The most significant difference between both models for soil-related data is, that the INSPIRE model provides two subtypes for the soil profile feature type (observed and derived soil profile), which are missing in the ISO model. There is only one type of soil profile in the ISO model that can be used in both ways, in so far as a connection between soil profile and plot information is provided or the soil profile is directly linked to a soil mapping unit representing geometry in a soil map. Furthermore, the INSPIRE model allows to specify from which observed soil profiles a derived soil profile was made what is not feasible in ISO. Feature types for providing soil information as raster data are not included in the ISO model. On the other hand, ISO provides feature types for project information and soil samples that are missing in INSPIRE.

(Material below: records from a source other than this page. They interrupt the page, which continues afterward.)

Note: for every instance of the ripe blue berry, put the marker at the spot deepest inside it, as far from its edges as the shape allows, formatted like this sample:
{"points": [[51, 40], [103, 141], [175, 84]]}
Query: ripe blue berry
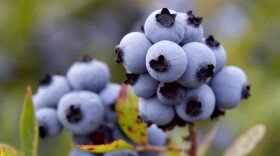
{"points": [[201, 65], [81, 112], [218, 50], [198, 105], [109, 97], [79, 152], [51, 89], [164, 25], [143, 85], [88, 74], [193, 28], [121, 153], [49, 125], [152, 110], [166, 61], [170, 93], [230, 87], [131, 52]]}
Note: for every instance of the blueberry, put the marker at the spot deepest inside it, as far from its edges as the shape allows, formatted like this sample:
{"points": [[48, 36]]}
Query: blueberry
{"points": [[81, 112], [164, 25], [143, 85], [51, 89], [230, 86], [193, 28], [49, 125], [109, 97], [199, 103], [218, 50], [131, 52], [79, 152], [201, 65], [152, 110], [166, 61], [170, 93], [121, 153], [88, 74]]}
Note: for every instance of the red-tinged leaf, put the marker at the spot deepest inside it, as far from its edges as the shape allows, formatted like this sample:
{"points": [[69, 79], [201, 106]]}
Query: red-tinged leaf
{"points": [[246, 142], [207, 141], [6, 150], [127, 111], [113, 146]]}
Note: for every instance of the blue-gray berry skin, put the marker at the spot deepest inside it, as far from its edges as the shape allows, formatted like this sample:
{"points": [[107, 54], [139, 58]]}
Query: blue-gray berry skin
{"points": [[131, 52], [88, 74], [218, 50], [193, 29], [152, 110], [164, 24], [199, 104], [79, 152], [109, 97], [230, 87], [81, 112], [51, 89], [143, 85], [201, 65], [166, 61], [122, 153], [170, 93], [49, 125]]}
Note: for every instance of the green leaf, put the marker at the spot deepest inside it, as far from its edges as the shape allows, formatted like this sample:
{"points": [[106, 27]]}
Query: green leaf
{"points": [[28, 127], [127, 112], [113, 146], [246, 142], [207, 141], [6, 150]]}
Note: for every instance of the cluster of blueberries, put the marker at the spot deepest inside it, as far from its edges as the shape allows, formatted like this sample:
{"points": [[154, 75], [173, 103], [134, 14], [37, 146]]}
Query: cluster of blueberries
{"points": [[178, 74], [84, 103]]}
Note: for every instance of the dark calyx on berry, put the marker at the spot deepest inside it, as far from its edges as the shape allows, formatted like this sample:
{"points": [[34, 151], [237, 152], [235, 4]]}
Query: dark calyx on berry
{"points": [[169, 90], [205, 71], [74, 114], [218, 112], [131, 79], [246, 91], [86, 58], [193, 107], [160, 64], [192, 20], [43, 132], [210, 41], [46, 80], [119, 55], [165, 18]]}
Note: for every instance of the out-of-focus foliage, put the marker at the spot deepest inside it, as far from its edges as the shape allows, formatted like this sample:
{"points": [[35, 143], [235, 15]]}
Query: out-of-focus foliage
{"points": [[38, 37]]}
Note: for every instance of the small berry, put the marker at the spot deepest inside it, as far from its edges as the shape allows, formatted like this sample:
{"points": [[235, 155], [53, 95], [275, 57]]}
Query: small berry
{"points": [[164, 25], [230, 87], [51, 89], [198, 105], [166, 61], [49, 125], [170, 93], [88, 74], [81, 112], [152, 110], [201, 65], [131, 52]]}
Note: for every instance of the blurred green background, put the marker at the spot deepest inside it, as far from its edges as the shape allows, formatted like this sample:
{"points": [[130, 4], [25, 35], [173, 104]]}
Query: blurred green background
{"points": [[46, 36]]}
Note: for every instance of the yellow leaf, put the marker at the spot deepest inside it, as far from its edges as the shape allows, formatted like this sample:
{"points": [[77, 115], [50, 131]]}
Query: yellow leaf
{"points": [[127, 111], [246, 142], [113, 146], [6, 150]]}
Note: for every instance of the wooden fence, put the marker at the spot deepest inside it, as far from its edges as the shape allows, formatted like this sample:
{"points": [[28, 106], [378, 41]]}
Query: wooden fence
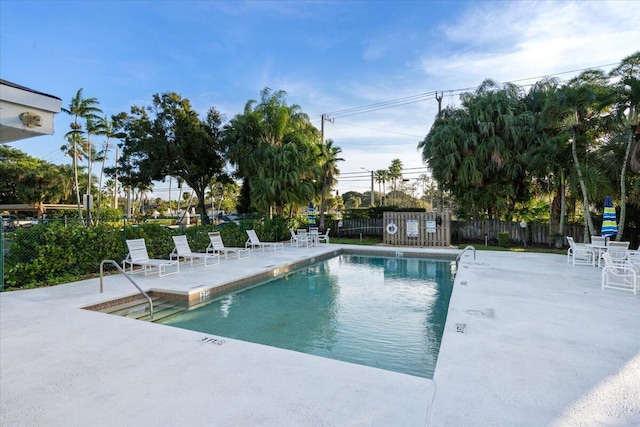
{"points": [[458, 231], [424, 229], [534, 233]]}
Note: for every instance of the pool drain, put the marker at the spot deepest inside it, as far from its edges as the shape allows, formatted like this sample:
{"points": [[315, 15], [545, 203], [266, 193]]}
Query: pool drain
{"points": [[212, 341]]}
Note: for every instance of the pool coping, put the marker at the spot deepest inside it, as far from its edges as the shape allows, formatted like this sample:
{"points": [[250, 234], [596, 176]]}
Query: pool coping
{"points": [[203, 294], [557, 350]]}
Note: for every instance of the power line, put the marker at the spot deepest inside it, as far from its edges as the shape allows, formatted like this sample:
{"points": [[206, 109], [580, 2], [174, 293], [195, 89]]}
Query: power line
{"points": [[431, 95]]}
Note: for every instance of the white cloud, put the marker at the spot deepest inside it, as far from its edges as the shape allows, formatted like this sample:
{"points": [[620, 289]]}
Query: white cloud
{"points": [[530, 39]]}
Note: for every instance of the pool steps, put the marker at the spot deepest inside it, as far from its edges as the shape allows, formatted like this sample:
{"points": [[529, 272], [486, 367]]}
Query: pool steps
{"points": [[139, 309]]}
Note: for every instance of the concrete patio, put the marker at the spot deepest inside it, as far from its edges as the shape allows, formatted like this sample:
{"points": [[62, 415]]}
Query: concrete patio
{"points": [[530, 341]]}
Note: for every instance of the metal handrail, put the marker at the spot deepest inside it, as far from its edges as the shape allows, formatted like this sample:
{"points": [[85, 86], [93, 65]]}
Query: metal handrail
{"points": [[470, 247], [129, 278]]}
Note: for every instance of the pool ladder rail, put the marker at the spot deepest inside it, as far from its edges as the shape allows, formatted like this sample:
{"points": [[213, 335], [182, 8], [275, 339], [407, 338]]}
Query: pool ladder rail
{"points": [[115, 264], [465, 250]]}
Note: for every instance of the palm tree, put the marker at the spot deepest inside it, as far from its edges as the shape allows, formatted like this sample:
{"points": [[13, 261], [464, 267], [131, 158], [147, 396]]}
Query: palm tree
{"points": [[328, 159], [75, 148], [381, 176], [105, 127], [626, 111], [395, 173], [585, 100], [273, 145], [80, 108]]}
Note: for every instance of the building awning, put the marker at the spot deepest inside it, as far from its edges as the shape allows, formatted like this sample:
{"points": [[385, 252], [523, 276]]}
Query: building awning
{"points": [[25, 113]]}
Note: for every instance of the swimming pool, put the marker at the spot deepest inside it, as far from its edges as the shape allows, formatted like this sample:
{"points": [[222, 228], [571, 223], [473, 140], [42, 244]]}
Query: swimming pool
{"points": [[383, 312]]}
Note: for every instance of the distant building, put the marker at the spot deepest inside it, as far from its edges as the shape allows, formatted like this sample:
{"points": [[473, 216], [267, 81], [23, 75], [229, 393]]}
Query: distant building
{"points": [[25, 113]]}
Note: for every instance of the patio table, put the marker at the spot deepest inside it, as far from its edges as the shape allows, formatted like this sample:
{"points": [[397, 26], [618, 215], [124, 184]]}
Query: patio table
{"points": [[598, 250]]}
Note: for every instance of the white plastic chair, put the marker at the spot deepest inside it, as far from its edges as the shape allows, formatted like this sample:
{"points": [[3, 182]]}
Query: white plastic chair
{"points": [[324, 237], [138, 256], [254, 242], [217, 246], [298, 240], [183, 250], [618, 251], [579, 254], [623, 277]]}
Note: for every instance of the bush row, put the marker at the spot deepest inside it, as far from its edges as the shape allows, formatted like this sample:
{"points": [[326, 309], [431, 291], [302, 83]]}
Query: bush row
{"points": [[55, 252]]}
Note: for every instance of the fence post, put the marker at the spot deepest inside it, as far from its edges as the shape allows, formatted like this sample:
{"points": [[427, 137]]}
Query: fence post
{"points": [[2, 258]]}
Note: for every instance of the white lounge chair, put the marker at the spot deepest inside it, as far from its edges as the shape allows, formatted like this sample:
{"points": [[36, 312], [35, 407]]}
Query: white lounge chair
{"points": [[618, 251], [298, 240], [138, 256], [217, 246], [254, 242], [624, 277], [579, 254], [324, 237], [183, 250]]}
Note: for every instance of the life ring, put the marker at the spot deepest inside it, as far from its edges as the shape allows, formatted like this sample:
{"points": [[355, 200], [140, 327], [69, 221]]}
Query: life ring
{"points": [[392, 228]]}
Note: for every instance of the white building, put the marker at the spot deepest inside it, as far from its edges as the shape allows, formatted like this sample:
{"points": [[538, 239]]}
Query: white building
{"points": [[25, 113]]}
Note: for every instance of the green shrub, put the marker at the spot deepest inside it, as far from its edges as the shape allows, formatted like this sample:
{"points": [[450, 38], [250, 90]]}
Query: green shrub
{"points": [[503, 239]]}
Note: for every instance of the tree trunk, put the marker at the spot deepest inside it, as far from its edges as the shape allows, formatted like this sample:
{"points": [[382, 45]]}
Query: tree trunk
{"points": [[563, 204], [75, 175], [623, 187], [589, 229]]}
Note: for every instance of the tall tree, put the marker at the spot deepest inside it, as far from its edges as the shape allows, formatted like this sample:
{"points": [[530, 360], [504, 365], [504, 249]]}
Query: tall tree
{"points": [[584, 102], [481, 151], [169, 139], [382, 176], [626, 111], [394, 174], [272, 145], [80, 108], [328, 158]]}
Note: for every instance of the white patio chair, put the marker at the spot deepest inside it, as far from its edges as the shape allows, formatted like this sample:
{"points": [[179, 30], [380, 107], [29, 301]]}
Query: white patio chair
{"points": [[138, 256], [618, 251], [254, 242], [183, 250], [324, 237], [298, 240], [304, 237], [579, 254], [633, 256], [217, 246], [623, 277]]}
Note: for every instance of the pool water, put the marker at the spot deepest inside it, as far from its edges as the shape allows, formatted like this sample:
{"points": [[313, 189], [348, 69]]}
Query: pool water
{"points": [[388, 313]]}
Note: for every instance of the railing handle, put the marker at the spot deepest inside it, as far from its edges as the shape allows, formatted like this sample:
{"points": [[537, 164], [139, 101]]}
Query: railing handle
{"points": [[115, 264]]}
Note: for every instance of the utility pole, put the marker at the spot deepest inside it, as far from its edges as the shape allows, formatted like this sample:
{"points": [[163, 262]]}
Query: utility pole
{"points": [[325, 118], [373, 200], [439, 99]]}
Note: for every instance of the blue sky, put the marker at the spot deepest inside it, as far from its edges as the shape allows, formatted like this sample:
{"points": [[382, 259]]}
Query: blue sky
{"points": [[329, 56]]}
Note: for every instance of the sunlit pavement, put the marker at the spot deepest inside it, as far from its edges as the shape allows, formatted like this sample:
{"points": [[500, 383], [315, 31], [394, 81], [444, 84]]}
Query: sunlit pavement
{"points": [[530, 341]]}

These differences are due to the diverging approaches. INSPIRE focuses on data products and their use, as well as the delivery of data to the users. ISO aims to data exchange in a wide range, even for scientific use. Both models need extension by the data provider regarding definition of parameters, which is rather simple with ISO, whereas there are more formal procedures in INSPIRE.

# Relation between OGC and ISO standards

In the field of data exchange formats OGC and ISO developed standards in cooperation. As a result, these standards are double branded or divided into different parts with regard to contents. These standards do not compete with each other and have a broad acceptance.

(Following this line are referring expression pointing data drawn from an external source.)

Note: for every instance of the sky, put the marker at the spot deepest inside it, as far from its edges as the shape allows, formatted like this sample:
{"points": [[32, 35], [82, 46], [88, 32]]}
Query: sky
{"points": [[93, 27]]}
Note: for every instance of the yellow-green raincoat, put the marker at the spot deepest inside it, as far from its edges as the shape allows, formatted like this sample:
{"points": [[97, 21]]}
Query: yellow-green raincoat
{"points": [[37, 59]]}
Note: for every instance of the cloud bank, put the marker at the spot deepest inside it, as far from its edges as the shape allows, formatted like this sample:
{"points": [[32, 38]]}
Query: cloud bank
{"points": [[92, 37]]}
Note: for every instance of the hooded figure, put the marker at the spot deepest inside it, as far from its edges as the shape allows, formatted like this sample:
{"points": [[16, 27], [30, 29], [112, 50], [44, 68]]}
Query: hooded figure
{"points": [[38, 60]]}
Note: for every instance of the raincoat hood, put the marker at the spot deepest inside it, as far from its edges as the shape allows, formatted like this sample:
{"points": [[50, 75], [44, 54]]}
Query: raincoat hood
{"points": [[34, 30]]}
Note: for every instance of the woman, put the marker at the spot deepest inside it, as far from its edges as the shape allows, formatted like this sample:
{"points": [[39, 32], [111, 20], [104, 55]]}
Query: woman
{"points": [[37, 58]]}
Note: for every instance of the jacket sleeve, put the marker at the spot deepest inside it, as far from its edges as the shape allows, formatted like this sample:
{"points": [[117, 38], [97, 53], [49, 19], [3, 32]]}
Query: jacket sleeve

  • The XML encoding of the OGC standard GML is consistent with EN ISO 19118:2011 and, more specifically, with EN ISO 19136:2020-12 in terms of transport and storage of geographic information. The basic concepts used by GML to model geographic information are drawn from the EN ISO 19101ff series and the OpenGIS Abstract Specification. Current version GML 3.3 is backwards compatible with the previous version 3.2, which is identical to EN ISO 19136:2009.

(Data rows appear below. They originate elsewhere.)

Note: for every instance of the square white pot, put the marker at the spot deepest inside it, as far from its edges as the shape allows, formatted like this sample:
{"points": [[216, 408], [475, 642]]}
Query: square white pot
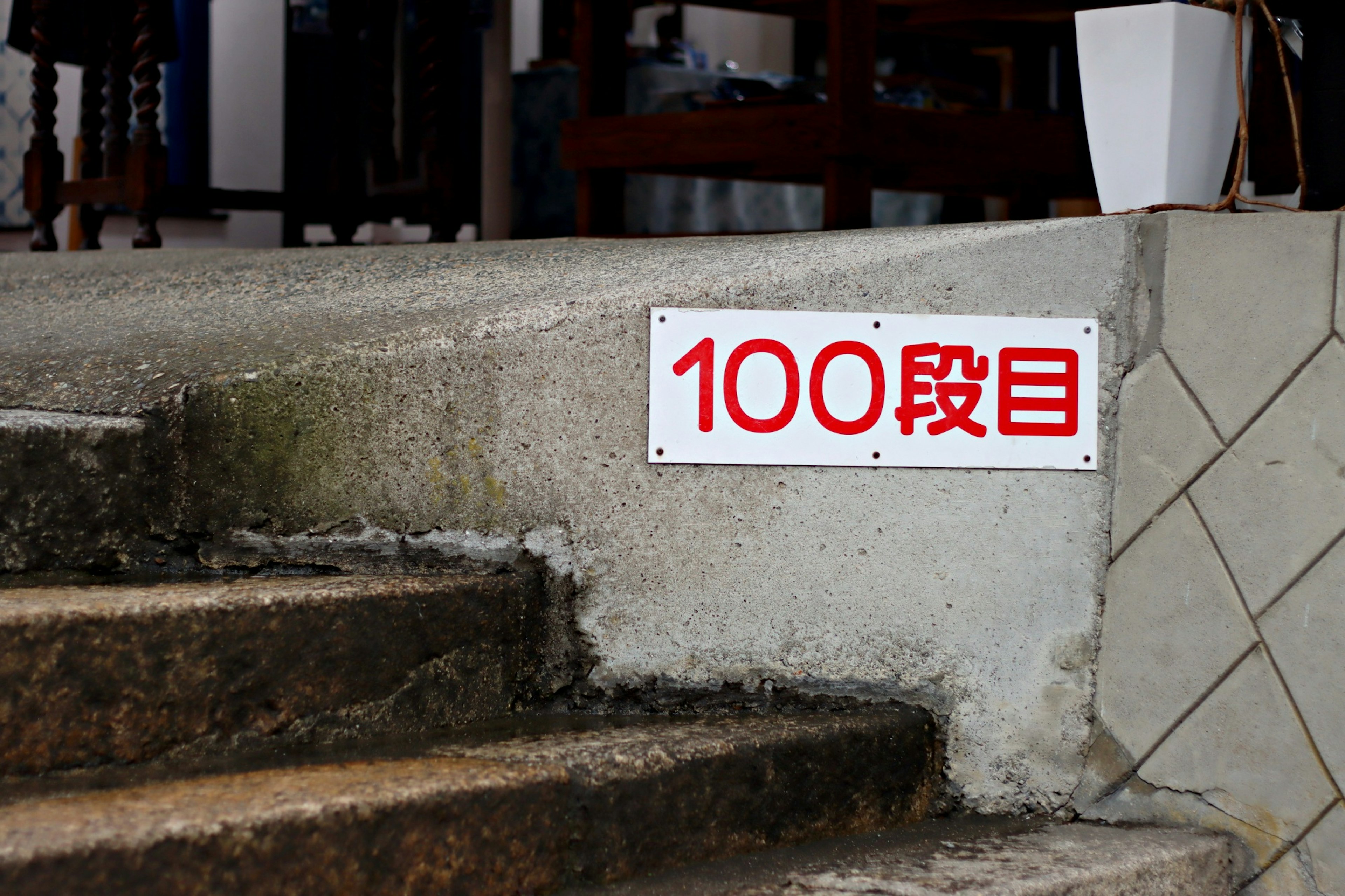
{"points": [[1160, 102]]}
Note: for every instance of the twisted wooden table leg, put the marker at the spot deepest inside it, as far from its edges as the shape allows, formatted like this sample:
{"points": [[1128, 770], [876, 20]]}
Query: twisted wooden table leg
{"points": [[149, 165], [43, 162]]}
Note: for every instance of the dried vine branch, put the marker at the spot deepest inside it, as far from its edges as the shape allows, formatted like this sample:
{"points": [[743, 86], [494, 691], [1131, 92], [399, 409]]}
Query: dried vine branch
{"points": [[1235, 192]]}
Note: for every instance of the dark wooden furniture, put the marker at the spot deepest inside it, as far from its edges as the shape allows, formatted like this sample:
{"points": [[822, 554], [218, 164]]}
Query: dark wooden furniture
{"points": [[850, 145], [116, 42], [361, 175]]}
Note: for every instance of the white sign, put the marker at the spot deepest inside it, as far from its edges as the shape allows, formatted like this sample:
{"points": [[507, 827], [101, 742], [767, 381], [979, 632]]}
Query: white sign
{"points": [[872, 391]]}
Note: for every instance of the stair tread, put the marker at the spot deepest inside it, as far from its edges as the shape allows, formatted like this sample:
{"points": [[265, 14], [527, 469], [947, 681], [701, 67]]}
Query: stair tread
{"points": [[598, 804], [45, 602], [193, 809], [973, 856], [122, 674]]}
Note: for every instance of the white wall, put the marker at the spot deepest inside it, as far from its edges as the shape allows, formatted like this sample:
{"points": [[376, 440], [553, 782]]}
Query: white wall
{"points": [[526, 33], [755, 41], [248, 110]]}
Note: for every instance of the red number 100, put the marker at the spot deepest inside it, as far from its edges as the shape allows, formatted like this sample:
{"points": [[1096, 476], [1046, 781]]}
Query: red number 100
{"points": [[704, 356]]}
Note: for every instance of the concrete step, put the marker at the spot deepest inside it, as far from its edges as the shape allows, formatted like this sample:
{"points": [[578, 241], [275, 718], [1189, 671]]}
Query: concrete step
{"points": [[589, 801], [970, 856], [73, 490], [124, 674]]}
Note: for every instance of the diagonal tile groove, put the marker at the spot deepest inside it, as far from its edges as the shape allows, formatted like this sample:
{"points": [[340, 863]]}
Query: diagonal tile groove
{"points": [[1261, 641], [1194, 707], [1306, 570], [1228, 444], [1290, 844], [1195, 399]]}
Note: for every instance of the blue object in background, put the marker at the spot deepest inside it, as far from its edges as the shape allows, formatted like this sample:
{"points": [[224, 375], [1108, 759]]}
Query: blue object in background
{"points": [[187, 97]]}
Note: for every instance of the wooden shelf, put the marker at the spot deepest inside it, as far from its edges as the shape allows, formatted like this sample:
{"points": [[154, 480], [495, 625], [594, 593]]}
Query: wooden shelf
{"points": [[850, 145], [920, 14], [975, 154]]}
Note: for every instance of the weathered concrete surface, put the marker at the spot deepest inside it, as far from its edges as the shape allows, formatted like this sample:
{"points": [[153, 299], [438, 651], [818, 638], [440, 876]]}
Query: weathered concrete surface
{"points": [[524, 816], [101, 674], [992, 857], [499, 391], [73, 490], [1218, 693]]}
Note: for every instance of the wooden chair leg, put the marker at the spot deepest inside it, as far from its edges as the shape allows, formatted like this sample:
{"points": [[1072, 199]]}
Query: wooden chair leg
{"points": [[147, 166], [439, 37], [43, 165], [91, 138], [848, 174], [599, 49]]}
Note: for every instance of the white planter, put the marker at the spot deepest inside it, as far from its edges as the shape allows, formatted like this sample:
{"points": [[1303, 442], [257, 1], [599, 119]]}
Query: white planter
{"points": [[1160, 102]]}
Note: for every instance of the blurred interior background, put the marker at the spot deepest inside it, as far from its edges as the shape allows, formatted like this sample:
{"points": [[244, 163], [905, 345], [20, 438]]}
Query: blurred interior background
{"points": [[376, 121]]}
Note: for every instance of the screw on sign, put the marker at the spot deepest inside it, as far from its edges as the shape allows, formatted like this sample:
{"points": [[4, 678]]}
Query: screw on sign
{"points": [[969, 391]]}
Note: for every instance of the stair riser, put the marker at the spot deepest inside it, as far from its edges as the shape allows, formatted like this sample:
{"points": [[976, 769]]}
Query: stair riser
{"points": [[482, 827], [132, 677]]}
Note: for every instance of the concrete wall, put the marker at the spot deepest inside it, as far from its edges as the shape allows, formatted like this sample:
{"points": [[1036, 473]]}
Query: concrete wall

  • Observations and Measurements Implementation Standard is published in two parts: the conceptual model (in UML) is published as EN ISO 19156:2013, the XML implementation as an independent document by OGC.

# Reference

[1] Toth, K. and A. Kucas (2016). Spatial information in European agricultural data management. Requirements and interoperability supported by a domain model. Land Use Policy 57: 64-79.

[2] Pourabdollah, Amir, Didier G. Leibovici, Daniel M. Simms, Piet Tempel, Stephen H. Hallett and Mike J. Jackson (2012). Towards a standard for soil and terrain data exchange: SoTerML. Computers & Geosciences 45: 270–283.

[3] Soil, INSPIRE Thematic Working Group (2013). "INSPIRE data specification on Soil - Draft Technical Guidelines."

[4] Wilson, P., B. Simons and A. Ritchie (2014). Opportunities for information model driven exchange and delivery of GlobalSoilMap data and related products. GlobalSoilMap. D. Arrouays, N. McKenzie, J. Hempel, A. Forges and A. McBratney, CRC Press: 473–476.